Começou a perder o controle de si, mas um de seus companheiros, farejando problemas, interrompeu: “Foi pura sorte, senhor. O sargento nasceu virado para a Santa Terra”.
Os outros concordaram com a cabeça, mas o comissário não tirou os olhos de Fenton. “É mesmo?”
Krenlan deu as costas, mas se voltou novamente na direção do sargento.
“Estou de olho, sargento. Estou ansioso por ver seu desempenho no campo de batalha, especialmente após os últimos acontecimentos”. E com essas palavras, partiu.
Fenton respirou profundamente quando finalmente relaxou o corpo extremamente fatigado. “Eu já vou”.
Ele se separou do grupo; o medo congelando suas entranhas à medida que a conversa dos soldados desaparecia com a distância.

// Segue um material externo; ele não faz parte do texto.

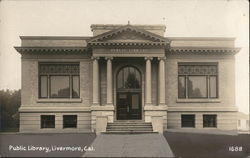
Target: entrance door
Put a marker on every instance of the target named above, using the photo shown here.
(128, 106)
(128, 103)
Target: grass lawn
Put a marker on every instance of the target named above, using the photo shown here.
(190, 145)
(44, 140)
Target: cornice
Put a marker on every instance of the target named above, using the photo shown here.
(134, 29)
(44, 50)
(128, 44)
(202, 50)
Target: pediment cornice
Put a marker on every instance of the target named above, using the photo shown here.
(126, 35)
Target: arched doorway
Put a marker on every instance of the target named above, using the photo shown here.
(128, 93)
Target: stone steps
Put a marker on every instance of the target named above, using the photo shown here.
(133, 126)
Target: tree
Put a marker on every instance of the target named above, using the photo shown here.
(10, 101)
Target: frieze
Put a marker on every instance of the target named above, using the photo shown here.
(197, 69)
(127, 50)
(59, 69)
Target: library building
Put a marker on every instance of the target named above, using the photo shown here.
(127, 78)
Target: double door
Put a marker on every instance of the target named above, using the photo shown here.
(128, 106)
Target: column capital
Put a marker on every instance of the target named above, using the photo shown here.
(109, 58)
(162, 58)
(95, 58)
(148, 58)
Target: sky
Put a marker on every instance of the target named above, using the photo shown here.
(183, 18)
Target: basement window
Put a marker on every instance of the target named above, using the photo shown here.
(187, 120)
(69, 121)
(47, 121)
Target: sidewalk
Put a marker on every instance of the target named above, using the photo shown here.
(130, 145)
(205, 131)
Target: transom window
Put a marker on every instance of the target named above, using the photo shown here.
(59, 80)
(197, 80)
(128, 78)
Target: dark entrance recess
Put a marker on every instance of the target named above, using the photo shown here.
(129, 94)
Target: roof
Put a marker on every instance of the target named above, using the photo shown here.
(128, 36)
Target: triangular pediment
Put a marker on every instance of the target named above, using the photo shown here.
(128, 34)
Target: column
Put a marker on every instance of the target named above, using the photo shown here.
(96, 97)
(109, 81)
(161, 85)
(148, 81)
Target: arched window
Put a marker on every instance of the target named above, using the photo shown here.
(129, 78)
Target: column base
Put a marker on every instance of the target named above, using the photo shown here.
(101, 111)
(157, 115)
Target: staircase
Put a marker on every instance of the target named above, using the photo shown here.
(129, 126)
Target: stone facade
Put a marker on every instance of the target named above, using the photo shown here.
(100, 58)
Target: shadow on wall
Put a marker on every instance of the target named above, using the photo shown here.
(10, 101)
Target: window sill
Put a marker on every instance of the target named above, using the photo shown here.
(198, 101)
(61, 100)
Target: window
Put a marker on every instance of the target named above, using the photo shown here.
(209, 120)
(128, 78)
(239, 123)
(47, 121)
(69, 121)
(187, 120)
(197, 80)
(59, 80)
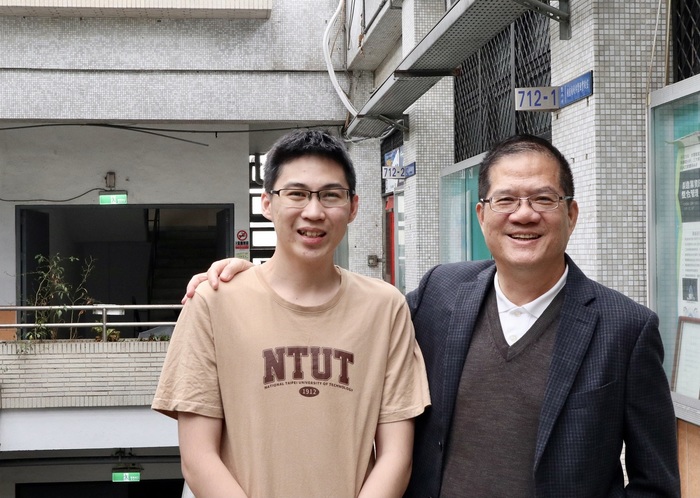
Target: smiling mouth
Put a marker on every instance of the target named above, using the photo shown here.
(524, 236)
(311, 233)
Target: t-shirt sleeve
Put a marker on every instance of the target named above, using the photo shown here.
(189, 381)
(405, 392)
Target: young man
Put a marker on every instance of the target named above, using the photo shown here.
(538, 374)
(284, 379)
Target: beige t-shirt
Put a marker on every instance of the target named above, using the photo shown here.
(301, 389)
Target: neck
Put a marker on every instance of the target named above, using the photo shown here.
(307, 285)
(524, 287)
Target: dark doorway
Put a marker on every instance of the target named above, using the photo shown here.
(164, 488)
(144, 254)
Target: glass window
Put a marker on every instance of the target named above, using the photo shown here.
(674, 233)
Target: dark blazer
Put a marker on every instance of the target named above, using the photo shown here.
(606, 385)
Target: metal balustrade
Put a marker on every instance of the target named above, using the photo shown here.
(104, 311)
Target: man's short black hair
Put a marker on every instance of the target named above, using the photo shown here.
(518, 144)
(302, 143)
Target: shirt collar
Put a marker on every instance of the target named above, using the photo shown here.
(536, 307)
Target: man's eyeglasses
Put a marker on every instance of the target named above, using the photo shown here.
(538, 202)
(299, 197)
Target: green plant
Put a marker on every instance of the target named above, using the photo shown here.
(112, 335)
(52, 288)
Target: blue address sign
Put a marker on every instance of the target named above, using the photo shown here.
(576, 89)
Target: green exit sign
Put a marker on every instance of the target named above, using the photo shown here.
(126, 476)
(112, 197)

A sensação de queda era clara. A escuridão à sua volta não dava pistas de onde ele estava, mas o calor, e o ar fétido soprando em seu rosto indicava que ele estava caindo em grande velocidade. A primeira reação de Fenton foi o pânico, debatendo-se inutilmente como se tentasse atenuar a queda. Em meio à confusão causada pelo terror, ele nem pensou em como tinha chegado ali. Tudo que lhe ocorria era se seu desespero teria fim ao se chocar contra o solo, ou contra qualquer estrutura antes dele.
Lentamente, a porção racional de seu cérebro começou a reagir. Embora seu corpo ainda estivesse sob efeito de um inebriante coquetel de adrenalina e medo, Fenton começou a perceber mais coisas sobre onde estava.

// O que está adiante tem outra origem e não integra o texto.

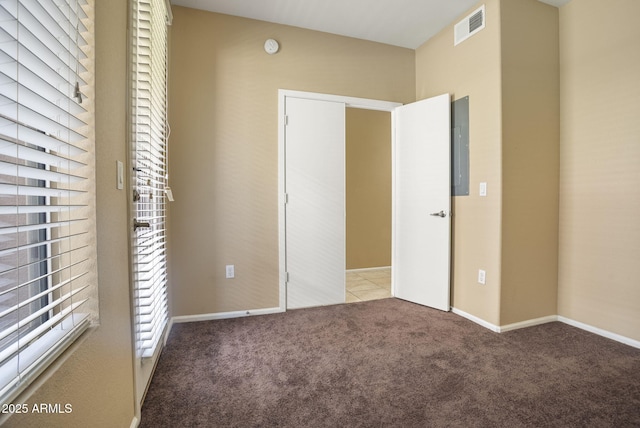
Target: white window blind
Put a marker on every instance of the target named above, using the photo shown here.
(149, 157)
(48, 293)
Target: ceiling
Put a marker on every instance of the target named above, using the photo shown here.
(405, 23)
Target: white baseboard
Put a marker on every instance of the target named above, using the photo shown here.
(223, 315)
(368, 269)
(527, 323)
(476, 320)
(601, 332)
(547, 319)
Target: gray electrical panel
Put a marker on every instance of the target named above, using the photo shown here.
(460, 147)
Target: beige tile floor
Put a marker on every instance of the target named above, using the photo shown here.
(371, 284)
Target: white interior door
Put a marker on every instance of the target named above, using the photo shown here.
(315, 202)
(422, 222)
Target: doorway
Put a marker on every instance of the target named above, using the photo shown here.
(368, 176)
(312, 196)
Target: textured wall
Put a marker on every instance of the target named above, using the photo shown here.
(368, 176)
(530, 160)
(473, 68)
(223, 161)
(600, 165)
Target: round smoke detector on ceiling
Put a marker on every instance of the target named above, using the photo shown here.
(271, 46)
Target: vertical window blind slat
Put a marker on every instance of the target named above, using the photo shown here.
(48, 284)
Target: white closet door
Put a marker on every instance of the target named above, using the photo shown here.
(315, 207)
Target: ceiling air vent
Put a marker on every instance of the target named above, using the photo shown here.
(469, 26)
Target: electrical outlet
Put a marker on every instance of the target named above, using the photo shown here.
(482, 276)
(230, 271)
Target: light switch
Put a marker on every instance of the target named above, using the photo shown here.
(483, 189)
(119, 175)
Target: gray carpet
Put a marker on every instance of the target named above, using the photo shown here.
(389, 363)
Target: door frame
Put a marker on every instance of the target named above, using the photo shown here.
(350, 102)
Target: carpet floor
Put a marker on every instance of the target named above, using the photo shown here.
(389, 363)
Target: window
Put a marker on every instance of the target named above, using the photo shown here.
(149, 158)
(48, 293)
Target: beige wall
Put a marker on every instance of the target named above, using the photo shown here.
(509, 70)
(368, 188)
(473, 68)
(600, 165)
(530, 160)
(224, 144)
(97, 378)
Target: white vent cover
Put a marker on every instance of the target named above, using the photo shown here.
(469, 26)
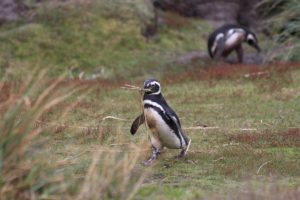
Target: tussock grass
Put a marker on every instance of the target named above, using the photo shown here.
(22, 104)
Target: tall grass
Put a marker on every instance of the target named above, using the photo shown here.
(113, 174)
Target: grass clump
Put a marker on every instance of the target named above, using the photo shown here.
(22, 104)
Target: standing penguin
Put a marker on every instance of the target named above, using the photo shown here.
(162, 121)
(230, 37)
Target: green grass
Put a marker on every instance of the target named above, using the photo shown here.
(252, 149)
(222, 161)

Primeiro, percebeu que as correntes de ar que o golpeavam pareciam ir e voltar, o que não faria sentido se ele estivesse caindo. De qualquer forma, ele esperava que a violência do fluxo aumentasse exponencialmente conforme sua velocidade aumentava, mas o soldado notou um ritmo nos ventos que sacudiam seu corpo como um boneco.
Ele sentia como se os nauseantes ventos fossem da respiração de alguma besta carniceira, cujo hálito o envolvia em um fétido ir e vir. Mas ainda não conseguia entender a ausência de peso que sentia, nem o fato de que suas roupas não se moviam, apesar da sensação de movimento. Nada ali fazia o menor sentido.

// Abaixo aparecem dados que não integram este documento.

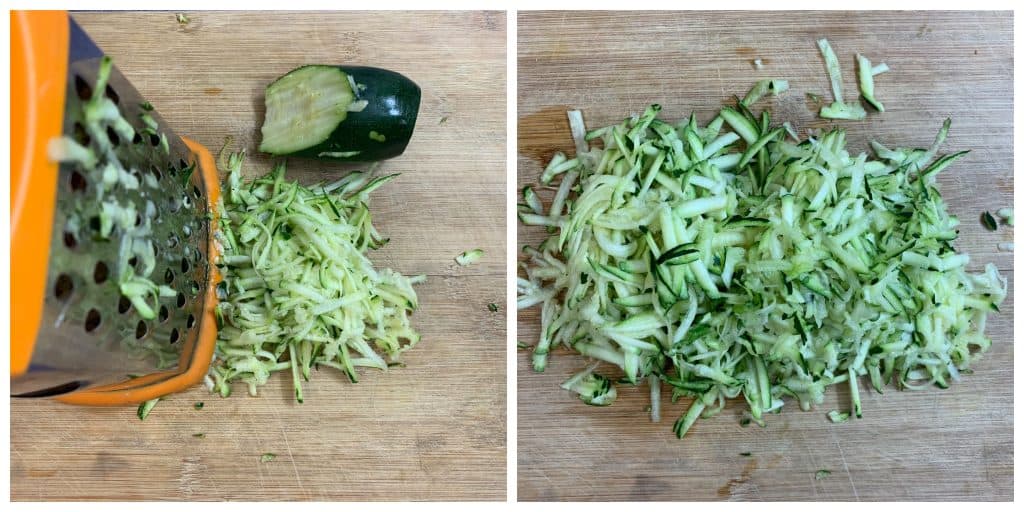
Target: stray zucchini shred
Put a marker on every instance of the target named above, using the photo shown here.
(469, 257)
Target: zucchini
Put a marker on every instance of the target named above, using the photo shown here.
(346, 113)
(727, 260)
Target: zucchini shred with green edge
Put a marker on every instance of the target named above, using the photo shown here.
(298, 290)
(725, 260)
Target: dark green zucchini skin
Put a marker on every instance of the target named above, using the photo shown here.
(392, 109)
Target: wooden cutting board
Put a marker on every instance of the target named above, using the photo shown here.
(434, 430)
(953, 444)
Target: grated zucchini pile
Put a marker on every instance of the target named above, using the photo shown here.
(298, 290)
(732, 260)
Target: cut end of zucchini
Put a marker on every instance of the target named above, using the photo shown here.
(303, 108)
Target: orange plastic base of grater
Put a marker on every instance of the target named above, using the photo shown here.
(39, 50)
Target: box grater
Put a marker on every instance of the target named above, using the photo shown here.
(87, 236)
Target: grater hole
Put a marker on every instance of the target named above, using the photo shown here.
(80, 134)
(113, 135)
(100, 272)
(113, 94)
(64, 287)
(92, 321)
(78, 182)
(82, 88)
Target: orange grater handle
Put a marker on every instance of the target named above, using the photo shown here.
(39, 69)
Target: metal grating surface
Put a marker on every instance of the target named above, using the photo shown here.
(89, 328)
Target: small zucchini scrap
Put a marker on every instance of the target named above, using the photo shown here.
(469, 257)
(145, 408)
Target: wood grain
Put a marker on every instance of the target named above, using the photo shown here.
(953, 444)
(434, 430)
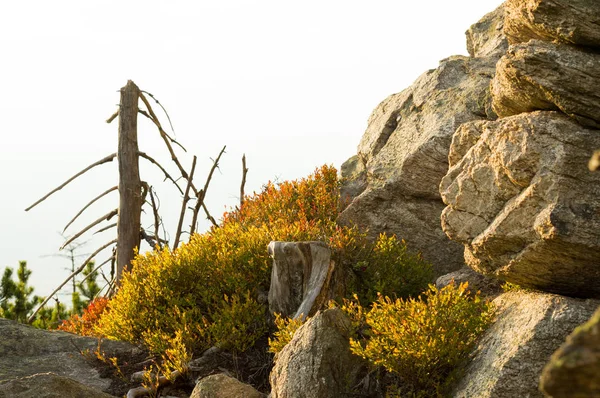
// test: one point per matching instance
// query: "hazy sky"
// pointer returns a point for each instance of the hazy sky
(290, 84)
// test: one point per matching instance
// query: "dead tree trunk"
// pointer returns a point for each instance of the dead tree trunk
(130, 186)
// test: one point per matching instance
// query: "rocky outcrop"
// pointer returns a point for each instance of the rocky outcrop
(403, 154)
(548, 76)
(26, 351)
(525, 206)
(317, 362)
(223, 386)
(567, 21)
(574, 369)
(303, 278)
(47, 385)
(512, 353)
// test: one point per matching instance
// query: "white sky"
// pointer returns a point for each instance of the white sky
(291, 84)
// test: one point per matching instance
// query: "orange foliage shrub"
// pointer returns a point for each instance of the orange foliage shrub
(84, 325)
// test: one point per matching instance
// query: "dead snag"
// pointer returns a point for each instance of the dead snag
(130, 185)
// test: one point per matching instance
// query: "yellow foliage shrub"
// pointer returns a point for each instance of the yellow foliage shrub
(422, 340)
(206, 289)
(286, 327)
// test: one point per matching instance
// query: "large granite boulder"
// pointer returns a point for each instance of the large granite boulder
(26, 351)
(403, 154)
(574, 369)
(525, 205)
(47, 385)
(512, 353)
(224, 386)
(548, 76)
(566, 21)
(317, 362)
(303, 278)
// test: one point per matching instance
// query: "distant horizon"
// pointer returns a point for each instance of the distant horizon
(292, 87)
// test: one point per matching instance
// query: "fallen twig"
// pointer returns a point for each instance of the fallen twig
(106, 217)
(73, 274)
(186, 197)
(244, 173)
(167, 176)
(89, 204)
(202, 194)
(112, 117)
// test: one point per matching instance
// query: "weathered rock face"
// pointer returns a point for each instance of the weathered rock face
(568, 21)
(317, 362)
(525, 206)
(47, 385)
(512, 353)
(223, 386)
(303, 278)
(404, 151)
(548, 76)
(574, 368)
(26, 351)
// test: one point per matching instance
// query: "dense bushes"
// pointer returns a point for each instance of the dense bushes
(422, 340)
(205, 292)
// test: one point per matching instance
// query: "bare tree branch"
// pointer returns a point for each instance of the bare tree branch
(77, 271)
(202, 194)
(105, 228)
(167, 176)
(244, 173)
(106, 217)
(186, 197)
(163, 108)
(112, 117)
(107, 159)
(167, 143)
(89, 204)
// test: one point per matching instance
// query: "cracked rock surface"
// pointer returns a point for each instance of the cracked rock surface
(524, 204)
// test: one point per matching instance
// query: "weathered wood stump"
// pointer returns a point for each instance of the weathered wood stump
(302, 279)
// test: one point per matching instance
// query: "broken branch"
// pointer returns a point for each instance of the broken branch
(167, 176)
(106, 217)
(112, 117)
(89, 204)
(202, 194)
(107, 159)
(105, 228)
(186, 197)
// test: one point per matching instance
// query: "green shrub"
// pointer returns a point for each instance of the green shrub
(422, 340)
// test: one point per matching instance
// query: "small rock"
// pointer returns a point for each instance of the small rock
(574, 369)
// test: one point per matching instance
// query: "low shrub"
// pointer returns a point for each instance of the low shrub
(206, 290)
(85, 323)
(286, 327)
(422, 340)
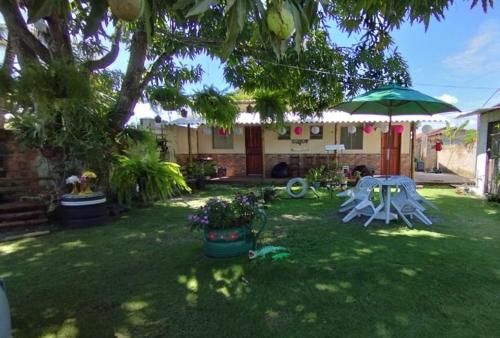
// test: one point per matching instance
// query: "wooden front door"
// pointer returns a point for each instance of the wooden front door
(394, 163)
(253, 146)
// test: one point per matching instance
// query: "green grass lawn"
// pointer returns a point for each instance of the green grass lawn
(145, 276)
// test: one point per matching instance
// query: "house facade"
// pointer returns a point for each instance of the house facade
(253, 148)
(488, 150)
(453, 157)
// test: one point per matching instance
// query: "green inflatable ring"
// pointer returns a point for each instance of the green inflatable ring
(302, 192)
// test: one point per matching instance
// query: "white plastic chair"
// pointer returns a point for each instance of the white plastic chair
(411, 188)
(405, 205)
(354, 194)
(362, 200)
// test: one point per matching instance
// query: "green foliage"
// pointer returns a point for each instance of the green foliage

De repente, Fenton sentiu seus braços e pernas sendo arrancados violentamente, e seus músculos convulsionaram em reação à força a que foram submetidos. Sentiu seus ligamentos tensionados a fim de manter seu corpo íntegro; sendo torcido e esticado, instintivamente fechou os olhos, apesar da escuridão, e emitiu um grito visceral de dor, resultante do grande sofrimento que passava.
Em resposta, inúmeros chicotes surgiram da escuridão e o envolveram, começando por seu tronco e se espalhando pelo resto do corpo. Ganchos e espinhos ao longo dos violentos tentáculos rasgaram suas roupas e morderam-lhe a pele. Cobriram-lhe a cabeça e o rosto, arrancando o ar de seus pulmões em um aperto cada vez mais forte, afundando em suas entranhas e deixando marcas de queimaduras ao longo de seus músculos.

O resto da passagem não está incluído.